AWARD
Lester Mackey awarded prestigious MacArthur Fellowship
Microsoft Research congratulates principal researcher Lester Mackey (opens in new tab), who has been awarded a 2023 MacArthur Fellowship (opens in new tab) in recognition of his pioneering statistical and machine learning techniques to solve data science problems with real-world relevance.
The fellowship award, which recognizes “talented individuals who have shown extraordinary originality and dedication in their creative pursuits and a marked capacity for self-direction,” comes with a stipend intended to enable recipients to exercise their own creative instincts for the benefit of human society.
Mackey’s research focuses on improving efficiency and predictive performance in computational statistical analysis of very large data sets.
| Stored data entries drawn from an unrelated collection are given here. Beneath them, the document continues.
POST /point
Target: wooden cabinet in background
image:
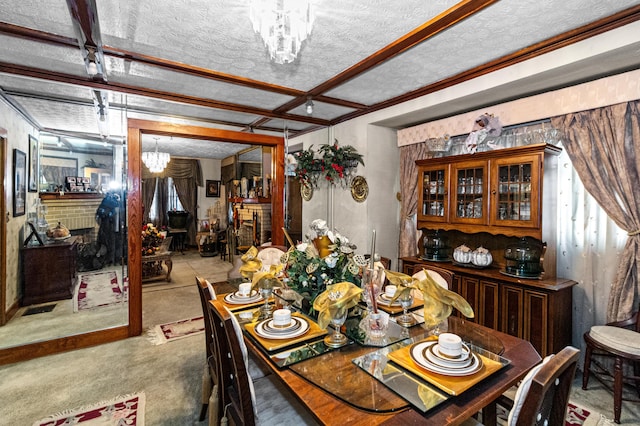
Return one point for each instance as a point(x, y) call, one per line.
point(499, 192)
point(48, 272)
point(537, 310)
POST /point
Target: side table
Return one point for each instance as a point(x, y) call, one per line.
point(152, 268)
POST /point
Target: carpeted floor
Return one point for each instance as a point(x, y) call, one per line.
point(169, 374)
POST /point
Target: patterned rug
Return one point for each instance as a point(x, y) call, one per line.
point(576, 416)
point(97, 289)
point(163, 333)
point(122, 410)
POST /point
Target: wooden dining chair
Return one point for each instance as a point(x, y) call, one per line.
point(618, 343)
point(441, 276)
point(210, 380)
point(247, 402)
point(543, 395)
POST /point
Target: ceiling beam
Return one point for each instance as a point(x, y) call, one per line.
point(441, 22)
point(568, 38)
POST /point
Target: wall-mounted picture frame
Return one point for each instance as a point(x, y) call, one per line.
point(19, 182)
point(213, 188)
point(54, 170)
point(33, 164)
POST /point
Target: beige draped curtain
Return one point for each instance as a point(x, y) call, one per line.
point(604, 147)
point(409, 193)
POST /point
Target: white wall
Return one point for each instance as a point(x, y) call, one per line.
point(18, 131)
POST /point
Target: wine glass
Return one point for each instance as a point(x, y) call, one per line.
point(337, 339)
point(406, 301)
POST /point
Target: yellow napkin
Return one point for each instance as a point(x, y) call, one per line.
point(334, 300)
point(438, 301)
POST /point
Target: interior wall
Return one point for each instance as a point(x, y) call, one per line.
point(18, 131)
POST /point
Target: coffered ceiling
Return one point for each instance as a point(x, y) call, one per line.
point(199, 61)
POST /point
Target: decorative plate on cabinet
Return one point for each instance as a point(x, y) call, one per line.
point(306, 191)
point(359, 189)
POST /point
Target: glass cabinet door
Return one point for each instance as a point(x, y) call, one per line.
point(433, 202)
point(517, 196)
point(470, 193)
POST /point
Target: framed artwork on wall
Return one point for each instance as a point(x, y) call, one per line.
point(33, 164)
point(19, 182)
point(213, 188)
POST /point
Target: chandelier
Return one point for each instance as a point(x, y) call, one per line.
point(156, 161)
point(283, 25)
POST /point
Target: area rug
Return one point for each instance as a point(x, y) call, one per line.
point(163, 333)
point(97, 290)
point(122, 410)
point(576, 416)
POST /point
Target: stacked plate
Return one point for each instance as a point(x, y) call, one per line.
point(386, 300)
point(427, 356)
point(242, 299)
point(297, 327)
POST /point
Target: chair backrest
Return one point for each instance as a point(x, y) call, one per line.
point(441, 276)
point(236, 384)
point(545, 399)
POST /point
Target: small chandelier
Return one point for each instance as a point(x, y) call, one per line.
point(156, 161)
point(283, 25)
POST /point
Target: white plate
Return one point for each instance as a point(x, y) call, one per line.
point(462, 359)
point(417, 355)
point(386, 300)
point(233, 299)
point(299, 330)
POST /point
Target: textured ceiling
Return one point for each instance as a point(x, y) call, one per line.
point(199, 62)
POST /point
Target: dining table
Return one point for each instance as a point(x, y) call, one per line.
point(362, 384)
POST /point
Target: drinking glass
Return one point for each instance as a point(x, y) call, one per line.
point(266, 309)
point(406, 301)
point(337, 339)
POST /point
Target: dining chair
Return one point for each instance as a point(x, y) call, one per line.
point(543, 395)
point(440, 275)
point(247, 402)
point(618, 343)
point(210, 378)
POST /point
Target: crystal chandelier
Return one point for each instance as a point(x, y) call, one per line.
point(283, 25)
point(156, 161)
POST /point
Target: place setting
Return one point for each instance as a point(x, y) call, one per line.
point(447, 362)
point(283, 329)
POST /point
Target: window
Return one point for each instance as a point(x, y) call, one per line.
point(173, 202)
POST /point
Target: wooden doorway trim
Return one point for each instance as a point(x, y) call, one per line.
point(136, 128)
point(3, 227)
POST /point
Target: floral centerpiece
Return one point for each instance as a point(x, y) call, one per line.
point(309, 273)
point(336, 163)
point(151, 239)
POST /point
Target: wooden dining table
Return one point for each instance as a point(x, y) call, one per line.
point(337, 391)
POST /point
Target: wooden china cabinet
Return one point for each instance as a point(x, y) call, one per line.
point(493, 199)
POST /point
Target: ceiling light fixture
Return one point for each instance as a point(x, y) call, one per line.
point(283, 25)
point(156, 161)
point(309, 105)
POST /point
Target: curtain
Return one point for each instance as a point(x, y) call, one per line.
point(187, 193)
point(148, 192)
point(589, 245)
point(409, 193)
point(604, 147)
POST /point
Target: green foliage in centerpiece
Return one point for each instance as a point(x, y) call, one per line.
point(309, 274)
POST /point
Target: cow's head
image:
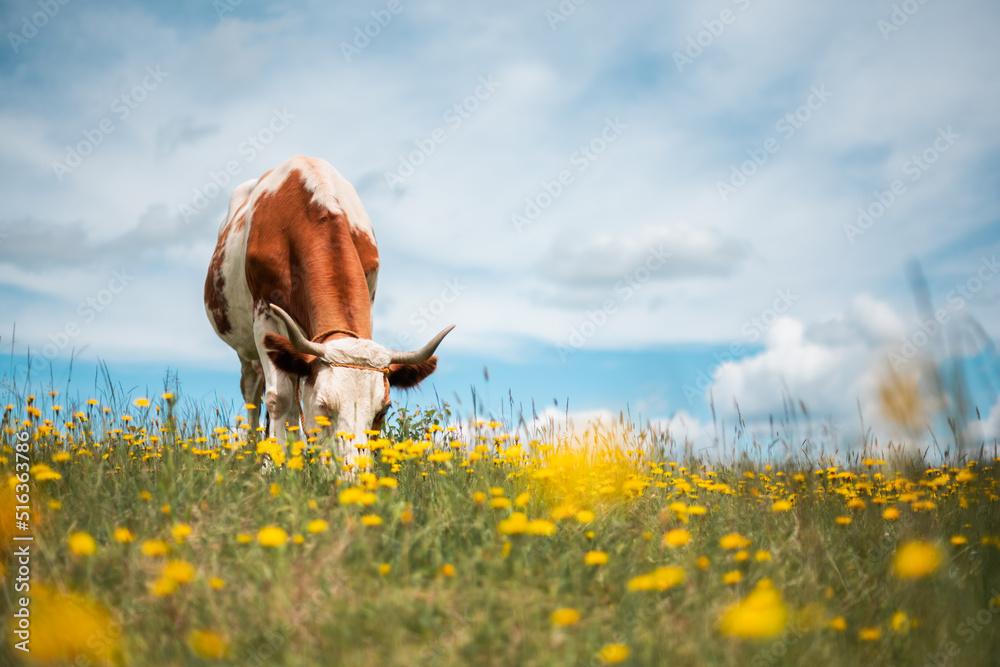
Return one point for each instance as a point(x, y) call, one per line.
point(347, 380)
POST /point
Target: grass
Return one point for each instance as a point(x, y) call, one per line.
point(449, 577)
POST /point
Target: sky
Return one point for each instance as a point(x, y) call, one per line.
point(690, 212)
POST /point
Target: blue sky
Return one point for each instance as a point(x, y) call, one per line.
point(627, 205)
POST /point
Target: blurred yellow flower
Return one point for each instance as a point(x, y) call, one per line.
point(613, 653)
point(916, 559)
point(760, 614)
point(208, 645)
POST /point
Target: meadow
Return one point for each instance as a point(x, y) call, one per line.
point(170, 536)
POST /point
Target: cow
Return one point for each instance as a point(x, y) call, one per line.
point(290, 288)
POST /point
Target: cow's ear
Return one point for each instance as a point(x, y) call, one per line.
point(280, 350)
point(407, 376)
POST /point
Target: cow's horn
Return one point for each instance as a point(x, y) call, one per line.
point(421, 355)
point(296, 336)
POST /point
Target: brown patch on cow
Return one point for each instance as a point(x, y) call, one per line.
point(284, 356)
point(305, 259)
point(407, 376)
point(215, 282)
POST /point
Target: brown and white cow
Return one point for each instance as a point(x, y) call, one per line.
point(290, 288)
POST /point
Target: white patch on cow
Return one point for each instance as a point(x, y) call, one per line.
point(328, 187)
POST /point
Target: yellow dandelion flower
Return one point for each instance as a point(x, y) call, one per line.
point(565, 616)
point(916, 559)
point(760, 614)
point(208, 645)
point(82, 544)
point(272, 536)
point(613, 653)
point(124, 535)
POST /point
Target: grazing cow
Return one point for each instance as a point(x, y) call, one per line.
point(290, 288)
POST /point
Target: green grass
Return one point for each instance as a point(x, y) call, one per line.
point(325, 602)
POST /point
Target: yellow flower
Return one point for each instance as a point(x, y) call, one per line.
point(916, 559)
point(760, 614)
point(677, 537)
point(208, 645)
point(82, 544)
point(613, 653)
point(163, 587)
point(179, 571)
point(733, 541)
point(733, 577)
point(317, 526)
point(272, 536)
point(565, 616)
point(155, 548)
point(63, 628)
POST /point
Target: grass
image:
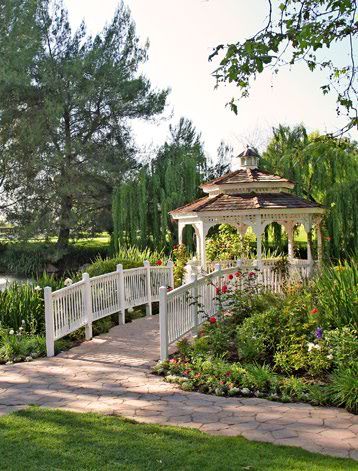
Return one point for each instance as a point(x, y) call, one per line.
point(41, 439)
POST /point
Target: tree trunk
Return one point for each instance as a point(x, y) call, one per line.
point(64, 224)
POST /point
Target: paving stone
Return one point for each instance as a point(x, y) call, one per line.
point(112, 375)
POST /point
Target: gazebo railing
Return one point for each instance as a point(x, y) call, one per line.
point(179, 309)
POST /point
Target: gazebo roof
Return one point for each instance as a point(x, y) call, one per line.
point(246, 175)
point(246, 201)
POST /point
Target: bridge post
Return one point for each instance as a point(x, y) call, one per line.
point(88, 305)
point(163, 323)
point(149, 289)
point(170, 265)
point(121, 296)
point(194, 281)
point(50, 341)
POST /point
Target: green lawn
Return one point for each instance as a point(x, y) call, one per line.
point(40, 439)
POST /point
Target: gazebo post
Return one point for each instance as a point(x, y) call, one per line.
point(319, 244)
point(289, 229)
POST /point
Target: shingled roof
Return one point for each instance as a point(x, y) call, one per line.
point(247, 201)
point(246, 175)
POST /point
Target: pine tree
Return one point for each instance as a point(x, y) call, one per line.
point(66, 100)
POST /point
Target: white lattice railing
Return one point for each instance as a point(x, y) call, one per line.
point(90, 299)
point(183, 309)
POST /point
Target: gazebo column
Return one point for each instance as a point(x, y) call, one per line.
point(258, 230)
point(202, 229)
point(290, 235)
point(319, 244)
point(181, 226)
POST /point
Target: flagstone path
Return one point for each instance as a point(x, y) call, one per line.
point(111, 374)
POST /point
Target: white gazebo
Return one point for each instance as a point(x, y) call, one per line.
point(250, 197)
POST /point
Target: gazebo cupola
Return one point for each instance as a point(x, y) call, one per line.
point(250, 197)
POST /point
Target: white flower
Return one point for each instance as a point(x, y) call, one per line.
point(68, 282)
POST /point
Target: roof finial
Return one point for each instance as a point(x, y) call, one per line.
point(249, 158)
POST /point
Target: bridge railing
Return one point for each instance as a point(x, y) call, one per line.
point(90, 299)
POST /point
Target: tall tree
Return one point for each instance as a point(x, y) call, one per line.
point(64, 120)
point(299, 31)
point(172, 179)
point(327, 170)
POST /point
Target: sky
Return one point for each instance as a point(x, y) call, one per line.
point(182, 33)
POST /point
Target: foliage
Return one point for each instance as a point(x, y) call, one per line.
point(296, 31)
point(66, 101)
point(41, 438)
point(266, 345)
point(31, 259)
point(22, 306)
point(343, 388)
point(129, 257)
point(227, 244)
point(325, 169)
point(180, 258)
point(20, 346)
point(337, 295)
point(170, 180)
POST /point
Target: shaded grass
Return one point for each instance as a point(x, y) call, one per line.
point(41, 439)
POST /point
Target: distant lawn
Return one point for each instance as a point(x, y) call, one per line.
point(40, 439)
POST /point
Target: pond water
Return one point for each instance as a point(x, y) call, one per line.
point(6, 279)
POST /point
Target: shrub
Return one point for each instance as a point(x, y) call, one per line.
point(257, 337)
point(337, 295)
point(343, 388)
point(20, 346)
point(22, 302)
point(343, 346)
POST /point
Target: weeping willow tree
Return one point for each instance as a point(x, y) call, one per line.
point(172, 179)
point(325, 169)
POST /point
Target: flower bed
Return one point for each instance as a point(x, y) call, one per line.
point(281, 347)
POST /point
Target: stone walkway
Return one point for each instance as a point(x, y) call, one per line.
point(111, 375)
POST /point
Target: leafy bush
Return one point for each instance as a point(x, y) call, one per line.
point(343, 388)
point(343, 346)
point(131, 257)
point(337, 295)
point(22, 302)
point(19, 346)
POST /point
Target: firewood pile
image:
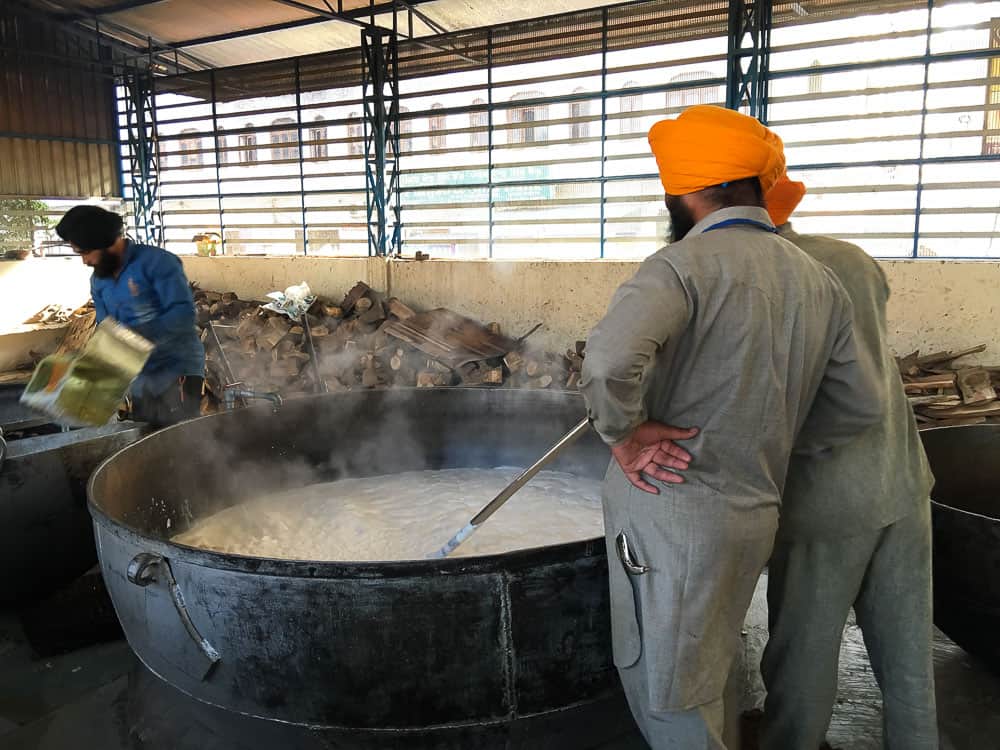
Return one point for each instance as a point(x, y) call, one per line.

His work has included designing a method for more accurately predicting disease progression rates in patients with ALS, or Lou Gehrig’s disease.
Microsoft research podcast
NEW RESEARCH
Pareto Frontiers in Neural Feature Learning: Data, Compute, Width, and Luck
Algorithm design in deep learning can appear to be more like “hacking” than an engineering practice. There are numerous architectural choices and training heuristics, which can often modulate model performance and resource costs in unpredictable and entangled ways. As a result, when training large-scale neural networks (such as state-of-the-art language models), algorithmic decisions and resource allocations are foremost empirically-driven, involving the measurement and extrapolation of scaling laws. A precise mathematical understanding of this “black box of deep learning” is elusive, and cannot be explained by statistics or optimization in isolation.
In a new paper: Pareto Frontiers in Neural Feature Learning: Data, Compute, Width, and Luck, researchers from Microsoft, Harvard, and the University of Pennsylvania explore these algorithmic intricacies and tradeoffs through the lens of a single synthetic task: the finite-sample sparse parity learning problem. In this setting, the above complications are not only evident, but also provable: intuitively, due to the task’s computational hardness, a neural network needs a sufficient combination of resources (“data × model size × training time × luck”) to succeed. This research shows that standard algorithmic choices in deep learning give rise to a Pareto frontier, in which successful learning is “bought” with interchangeable combinations of these resources. They show that algorithmic improvements on this toy problem can transfer to the real world, improving the data-efficiency of neural networks on small tabular datasets.
NEW RESEARCH
Analyzing the Impact of Cardinality Estimation on Execution Plans in Microsoft SQL Server
Cardinality estimation (CE), the task of estimating the number of output rows for a SQL expression, is a challenging problem in query optimization. Due to the richness of SQL operators, limited data statistics available during query optimization, and the need to conserve the time and resources used, today’s query optimizers typically use simplifying assumptions. This can lead to large errors in CE of query sub-expressions and significantly sub-optimal execution plans.
Prior studies evaluate the impact of CE on plan quality on a set of Select-Project-Join queries on PostgreSQL DBMS. In a recent paper: Analyzing the Impact of Cardinality Estimation on Execution Plans in Microsoft SQL Server, researchers from Microsoft broaden the scope of the empirical study in significant ways. They conduct their study using Microsoft SQL Server, a widely used database management system (DBMS) that has a state-of-the-art query optimizer. Their evaluation quantifies the importance of accurate CE using: (a) Complex SQL queries involving aggregation and nested sub-queries, which are common in data analytics, (b) Both row-store and column-store physical designs, (c) Common query runtime techniques such as bitmap filtering that have the potential to mask the impact of errors in CE.
Examples of findings from this study that are relevant to researchers and engineers of database systems are: (i) The impact of accurate CE on plan quality is significant on both row-store and column-store physical designs; (ii) Bitmap filtering noticeably masks the impact of inaccurate CE; (iii) For most queries, it is sufficient to use accurate CE for a small subset of sub-expressions of the query to ensure that plan quality is not degraded when compared to using accurate CE for all sub-expressions.